Хлебопчуком заинтересовались, как истинным чудом. О диковинном молодом человеке говорили все криворотовцы, стар и млад; девицы же бегали табунками к его окнам, чтобы подсмотреть под покровом темноты, что он делает, чем он занят. «Чита-ат! Чита-ат!» — [доносился до слуха Савы] слышался шепот и смех этих шпионок.
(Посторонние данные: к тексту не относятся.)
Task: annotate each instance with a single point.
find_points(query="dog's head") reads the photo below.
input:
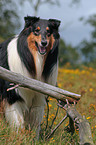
(42, 34)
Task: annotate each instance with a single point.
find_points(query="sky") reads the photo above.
(72, 30)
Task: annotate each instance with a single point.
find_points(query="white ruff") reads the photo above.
(33, 101)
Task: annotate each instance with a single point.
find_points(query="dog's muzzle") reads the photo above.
(42, 48)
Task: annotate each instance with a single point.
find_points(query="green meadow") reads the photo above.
(80, 81)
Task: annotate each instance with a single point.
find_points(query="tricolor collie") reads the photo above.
(34, 54)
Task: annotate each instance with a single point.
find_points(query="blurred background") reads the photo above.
(77, 30)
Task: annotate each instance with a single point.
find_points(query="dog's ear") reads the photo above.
(30, 20)
(54, 23)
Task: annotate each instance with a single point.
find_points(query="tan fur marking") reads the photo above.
(47, 28)
(33, 49)
(38, 28)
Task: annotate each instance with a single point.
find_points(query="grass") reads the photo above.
(77, 81)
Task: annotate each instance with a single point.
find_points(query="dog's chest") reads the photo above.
(39, 64)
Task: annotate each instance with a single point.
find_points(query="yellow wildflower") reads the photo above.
(90, 89)
(88, 117)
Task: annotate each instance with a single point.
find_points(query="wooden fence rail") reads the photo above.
(36, 85)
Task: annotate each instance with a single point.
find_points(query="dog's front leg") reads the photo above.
(14, 115)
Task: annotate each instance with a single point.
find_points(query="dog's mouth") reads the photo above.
(41, 49)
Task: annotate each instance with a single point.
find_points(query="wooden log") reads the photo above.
(36, 85)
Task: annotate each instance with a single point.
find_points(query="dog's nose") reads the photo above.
(44, 43)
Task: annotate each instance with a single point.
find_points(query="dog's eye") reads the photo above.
(37, 31)
(48, 32)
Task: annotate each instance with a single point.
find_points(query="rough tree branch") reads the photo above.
(35, 85)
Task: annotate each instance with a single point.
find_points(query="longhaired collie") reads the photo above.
(34, 54)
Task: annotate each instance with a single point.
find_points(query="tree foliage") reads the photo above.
(88, 48)
(67, 54)
(9, 19)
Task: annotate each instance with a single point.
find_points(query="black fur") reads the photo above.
(25, 55)
(10, 96)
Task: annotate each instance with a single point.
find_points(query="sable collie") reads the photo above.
(34, 54)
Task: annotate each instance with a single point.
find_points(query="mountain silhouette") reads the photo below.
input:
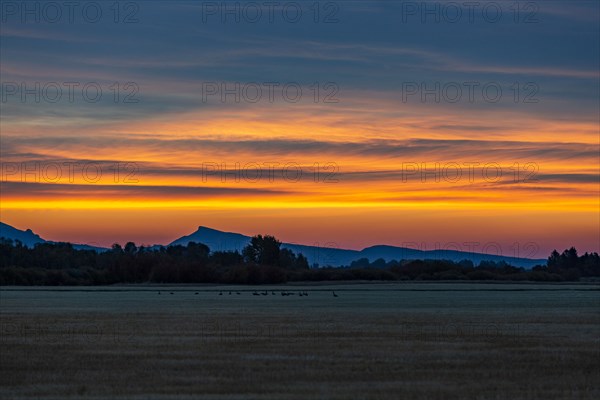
(329, 256)
(316, 255)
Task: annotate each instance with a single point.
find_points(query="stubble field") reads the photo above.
(372, 341)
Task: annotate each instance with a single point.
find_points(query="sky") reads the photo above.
(335, 123)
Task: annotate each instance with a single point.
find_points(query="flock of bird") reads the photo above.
(265, 293)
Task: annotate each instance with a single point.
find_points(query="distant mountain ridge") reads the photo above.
(30, 239)
(228, 241)
(323, 256)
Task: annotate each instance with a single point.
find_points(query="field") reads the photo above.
(372, 341)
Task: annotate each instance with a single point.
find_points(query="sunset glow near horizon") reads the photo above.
(397, 138)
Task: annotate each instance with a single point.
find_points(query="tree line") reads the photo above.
(263, 260)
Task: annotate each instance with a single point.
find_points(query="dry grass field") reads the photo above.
(372, 341)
Он был чрезвычайно необщителен, приятелей не заводил; как появился в Криворотове, так и стал сразу затворником, ни с кем не сходясь ближе служебных отношений. Среднего роста, пониже Марова, но значительно шире его костью и полнее, молодой человек был смугл лицом, волосом черен, скуласт и непригляден. Широкие черные брови на низком и смуглом лбе, покрытом морщинами, старили Хлебопчука лет на десяток; а когда он хмурил эти широкие брови, глядя понурым и печальным взглядом темно-карих глаз, его смуглое безбородое лицо принимало совсем старческое и мрачное выражение, не располагавшее к приятельской болтовне. Людей он сторонился, и люди стали его сторониться, после тщетных попыток сблизиться с ним ради выпивки, карт, девчонок. Жил он монахом, водки не пил ни капли, в карты не играл, и все читал книги, принадлежащие лично ему, привезенные им с собой в большом ящике, который он хранил под кроватью и держал на замке. [Лишь изредка уступая потребности молодого организма в движении, он принимал участие в общественной игре криворотовцев — в чушки; да и то как бы против желанья: палки метал апатично, молча, без выкриков и крепких слов — без одушевленья! При проигрыше не спорил, при выигрыше не зубоскалил и противника не высмеивал. Надо ли говорить, что, по нашему общему мнению, это был человек и странный и чудной, и даже несколько — того, как бы не в полном рассудке.]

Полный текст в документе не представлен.